Gabriel Landeskog's second-period goal was enough to propel the Avalanche to a 1-0 win against the Penguins at Consol Energy Center.
Pittsburgh allowed 14 Colorado shots, but the Avalanche took advantage of their limited chances.
Goalie Jean-Sebastien Giguere made Landeskog's third goal of the season, which came with 14:34 left in the second period, stand up in a matchup of two teams that entered play Monday with 7-1-0 records. He made 34 saves.
"For us, every win is important," Avalanche coach Patrick Roy said. "This one is very special for us. It's not very often we're going to win in Pittsburgh [when] they had seven power plays. They are probably one of the best in the League, and they were moving the puck really well.
"Your goalie needs to be your best player in every situation, and [Giguere] was our best player."
Giguere earned his second shutout in three starts for Colorado.
"[Semyon Varlamov] and I are working with a new goalie coach and Patrick, who is helping us, too," Giguere said. "Altogether, I think we feel pretty good. It's a new season, a new attitude all around. It's a lot more positive.
"I would've believed being over .500, but maybe not 8-1."
Landeskog was called for hooking 3:18 into the second period. The Penguins failed to score on their fifth power play of the game, and Ryan Wilson found Landeskog in the neutral zone seconds after he stepped out of the box. He charged toward the Pittsburgh net and sent a wrist shot below Marc-Andre Fleury's glove.
Colorado remained unbeaten in five road games. The Penguins lost their first game in six played in Pittsburgh.
Forward Matt Duchene called the game a measuring stick for the Avalanche after their morning skate Monday. While he wasn't satisfied with the team's play, he was impressed by its resolve.
"We took way too many penalties and we made it pretty easy for them, their top guys, to get touches," Duchene said. "[Sidney Crosby] and [Evgeni] Malkin had touches and really good games, and we pretty much let them because we let them touch the puck a lot early.
"Patrick's been talking about it all camp. There's nights where we're not going to be at our best and we have to find ways to win, and tonight we did."
Pittsburgh forced four Colorado penalties in the first period, and seven overall, but the Penguins' power play, which had scored on 28 percent of its chances entering Monday, didn't take advantage of any of those chances while registering 13 shots.
Colorado, which entered the game with the League's fourth-ranked penalty-killing unit (87.5 percent), limited the Penguins' opportunities.

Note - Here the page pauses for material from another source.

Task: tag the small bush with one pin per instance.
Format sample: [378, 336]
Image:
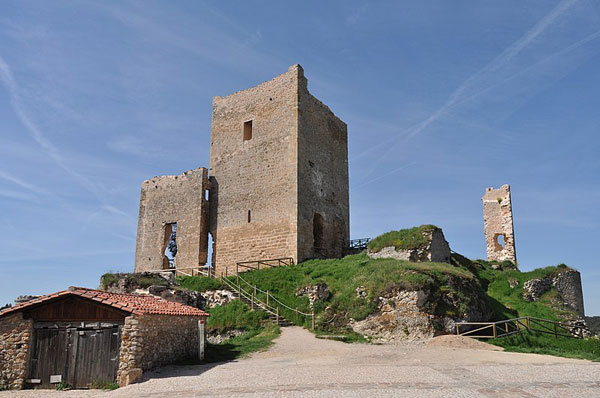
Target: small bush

"I think special teams were largely a big story of the night," Penguins coach Dan Bylsma said. "Going 0-for-7 on the power play, we had plenty of opportunities there, had plenty of good looks. I think there were three or four the guys would like to have back."
After going 7-for-7 in Pittsburgh, the Avalanche penalty kill was second in the NHL at 90.3 percent.

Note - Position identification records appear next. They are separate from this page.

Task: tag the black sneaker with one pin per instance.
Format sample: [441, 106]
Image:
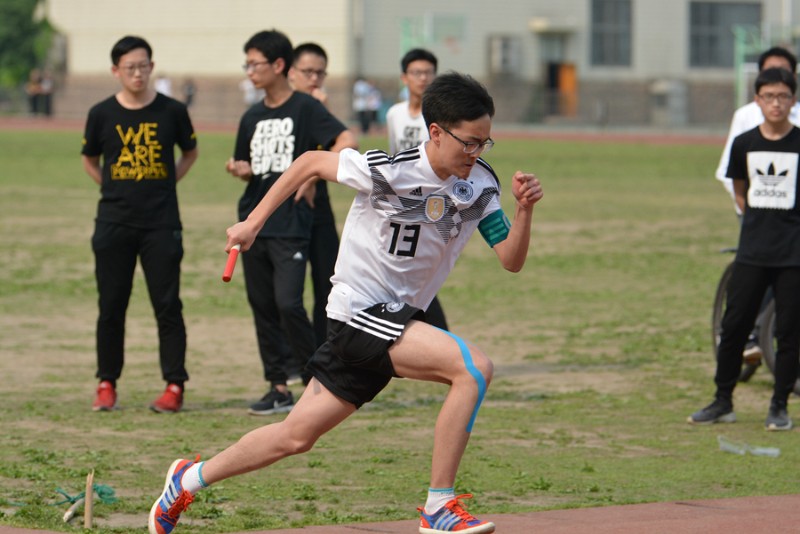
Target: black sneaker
[273, 402]
[778, 419]
[719, 411]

The bulk of the game's action took place in Colorado's zone through two periods, but the Avalanche defense pressed Pittsburgh's forwards and blocked 20 shots, led by Jan Hejda's five, while Giguere stopped another 18 to keep the Penguins off the scoreboard heading to the third.

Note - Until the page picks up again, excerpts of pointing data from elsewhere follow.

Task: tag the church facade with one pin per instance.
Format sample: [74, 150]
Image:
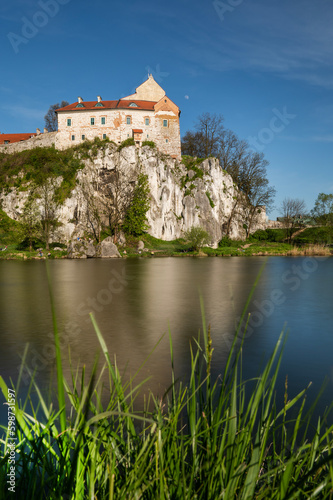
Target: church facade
[146, 115]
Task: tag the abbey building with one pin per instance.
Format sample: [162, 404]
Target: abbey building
[146, 115]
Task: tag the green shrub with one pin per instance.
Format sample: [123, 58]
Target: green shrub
[197, 237]
[151, 144]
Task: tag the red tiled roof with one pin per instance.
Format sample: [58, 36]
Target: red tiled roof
[145, 105]
[15, 137]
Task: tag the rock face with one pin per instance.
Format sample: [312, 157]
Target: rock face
[182, 196]
[107, 249]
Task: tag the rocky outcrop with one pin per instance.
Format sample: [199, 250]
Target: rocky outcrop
[182, 196]
[107, 249]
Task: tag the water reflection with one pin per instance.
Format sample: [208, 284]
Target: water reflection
[135, 302]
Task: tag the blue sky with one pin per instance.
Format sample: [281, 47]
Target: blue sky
[253, 61]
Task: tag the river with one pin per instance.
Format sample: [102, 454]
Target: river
[137, 301]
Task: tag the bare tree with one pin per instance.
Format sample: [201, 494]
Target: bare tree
[293, 210]
[51, 119]
[205, 141]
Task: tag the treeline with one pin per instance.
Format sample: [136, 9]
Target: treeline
[247, 167]
[111, 203]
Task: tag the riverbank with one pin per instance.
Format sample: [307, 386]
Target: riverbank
[176, 249]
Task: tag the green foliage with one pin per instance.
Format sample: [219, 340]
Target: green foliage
[191, 164]
[273, 235]
[151, 144]
[31, 220]
[315, 235]
[196, 237]
[128, 142]
[10, 230]
[212, 204]
[38, 164]
[135, 220]
[323, 209]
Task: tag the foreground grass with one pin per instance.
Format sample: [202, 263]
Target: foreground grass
[211, 439]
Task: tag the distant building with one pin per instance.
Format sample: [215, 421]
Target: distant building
[147, 115]
[11, 138]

"It's tough when they don't go in like that," Crosby said. "But we still did a lot of good things, and we deserve better. That's how the game works sometimes. Sometimes, you deserve to win and tonight, we deserved better, but didn't get the result we wanted."
Pittsburgh registered 34 shots, 20 more than Colorado.
The Penguins had an opportunity to tie the game late in the third period, but Giguere denied Chris Kunitz's point-blank wrist shot.
Crosby slid a puck past Erik Johnson on a 2-on-1 and right on to Kunitz's stick in front of Colorado's net. Kunitz fired the puck from just outside the crease, but Giguere made a glove save to preserve the Avalanche's one-goal lead with 7:34 left.
Giguere is 3-0-0 with two goals allowed this season. He needed to continue that level of play for the Avalanche to win at Pittsburgh.
Pittsburgh's defensemen guarded their blue line, making it difficult for Colorado to enter the Penguins' zone. Once the Avalanche did establish possession, Pittsburgh surrounded Fleury and blocked 11 shots.
"It was quiet for most of the night," Fleury said. "The guys did great and didn't give much. It's just unfortunate we couldn't get a goal."
Pittsburgh generated several scoring chances in the first period, while holding the Avalanche to four shots. Nathan MacKinnon registered Colorado's first shot 13:38 into the first.
The Avalanche's four first-period shots were tied for the fewest amount allowed by Pittsburgh during a period this season. The Penguins allowed four shots in the first period of their 3-2 win against the Edmonton Oilers on Oct. 15.
Crosby alone outshot the Avalanche in the first period by registering five shots. Crosby finished with a season-high seven shots, but failed to score a point for the first time this season. MacKinnon, a fellow Cole Harbour, Nova Scotia, native, was also held without a point with two shots.